I don’t believe that even the most pro-VAR person is having more fun because of its existence and fun is what football is about, remember? It is not about getting things right at all costs. Don’t give me the old ‘there’s so much money at stake…’ nonsense. This is sport, not accountancy. Sport is competition between humans, being officiated in the moment by other humans. All try and get things right in real time, but all accept they will never be perfect. That doesn’t ruin this or any other sport, rather that is the absolute intrinsic nature of it. To go against that is to go against being human and no good ever comes from such unnatural practices. If the game is worth any money, it is worth it because of the human fallibility at its core, not despite it. This is poetry, not mathematics.

If you’re already sick of this now, imagine what it’ll be like when there are several VAR decisions in every game in every ten-match round of the Premier League.

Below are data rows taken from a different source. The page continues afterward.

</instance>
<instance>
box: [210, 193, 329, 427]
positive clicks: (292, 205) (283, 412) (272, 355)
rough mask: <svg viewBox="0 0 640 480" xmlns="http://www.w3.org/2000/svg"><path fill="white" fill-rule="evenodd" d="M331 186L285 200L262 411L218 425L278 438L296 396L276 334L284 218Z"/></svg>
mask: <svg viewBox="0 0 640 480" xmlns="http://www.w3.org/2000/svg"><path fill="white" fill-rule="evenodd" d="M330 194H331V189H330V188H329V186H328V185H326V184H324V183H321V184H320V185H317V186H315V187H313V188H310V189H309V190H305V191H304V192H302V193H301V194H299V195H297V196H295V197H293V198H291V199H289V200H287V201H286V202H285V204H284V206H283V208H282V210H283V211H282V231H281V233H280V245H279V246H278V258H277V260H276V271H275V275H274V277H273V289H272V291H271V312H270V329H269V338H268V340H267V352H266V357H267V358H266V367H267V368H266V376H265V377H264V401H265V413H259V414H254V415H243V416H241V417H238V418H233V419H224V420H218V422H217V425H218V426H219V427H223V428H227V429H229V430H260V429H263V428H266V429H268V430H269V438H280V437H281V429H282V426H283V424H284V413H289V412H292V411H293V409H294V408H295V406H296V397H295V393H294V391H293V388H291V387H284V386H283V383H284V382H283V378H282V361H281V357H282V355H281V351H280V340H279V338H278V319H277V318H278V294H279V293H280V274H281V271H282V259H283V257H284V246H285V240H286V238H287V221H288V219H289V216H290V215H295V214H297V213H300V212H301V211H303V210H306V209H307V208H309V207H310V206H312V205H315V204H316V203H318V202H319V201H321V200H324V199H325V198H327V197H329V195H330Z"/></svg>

Next season the jackboot of camera lens absolutism will be on the public’s windpipe daring us to say it is wrong. But it is wrong. I hope those who wanted this will enjoy their top flight and international football more than they used to, but I doubt that any of us will.

And here’s the biggest irony of all, although VAR only exists because of television, when introduced into the Premier League, only a small percentage of the interested audience will be even be watching, because football on paywall TV simply isn’t that popular.

What on earth have we done to our beautiful game?